Blacktown International Sports Park – History and Research
My aim when designing my marker was to honour the traditional custodians of the Darug nation upon which the sports park is located. Through researching the history of Aboriginal culture and the sites history I began to further develop the concepts which shaped my models.
“In the Darug (Blacktown) area the Aborigines camped along the major waterways. They made spears from local trees and a stone called red silcrete which they got from the ridges above South Creek and Eastern Creek. Since the waterways gave the Aborigines so much of their food, it is not surprising that most of their campsites were within a few hundred metres of a creek or river. This also is why we find little evidence of Aborigines in the area — remains of their camps have been washed away by flooding over the years.”

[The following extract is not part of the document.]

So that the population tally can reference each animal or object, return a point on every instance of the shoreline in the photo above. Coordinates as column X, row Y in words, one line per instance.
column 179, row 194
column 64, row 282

Alongside this research into the site, I explored elements of the Dharuk language and traditional aboriginal painting styles which involved a high use of symbolism within their work to convey stories and document their history. In the Dharuk language, “Darug” means people. I compared this notion of literal meaning with the concept of a Sportspark, a place of gathering for many people creating a sense of community.
From this knowledge I began to explore aboriginal symbolism within their painting techniques and found two significant symbols:
The first was the use of a “U” shape to indicate a person, the second was the inwards spiral or concentric circles used to indicate a watering hole. Taking this “U” shape as a reference to the traditional aboriginal name of the site and the history of aboriginal communities residing by local water holes and streams, I combined them into my marker to incite a sense of gathering and community whilst referencing the indigenous history.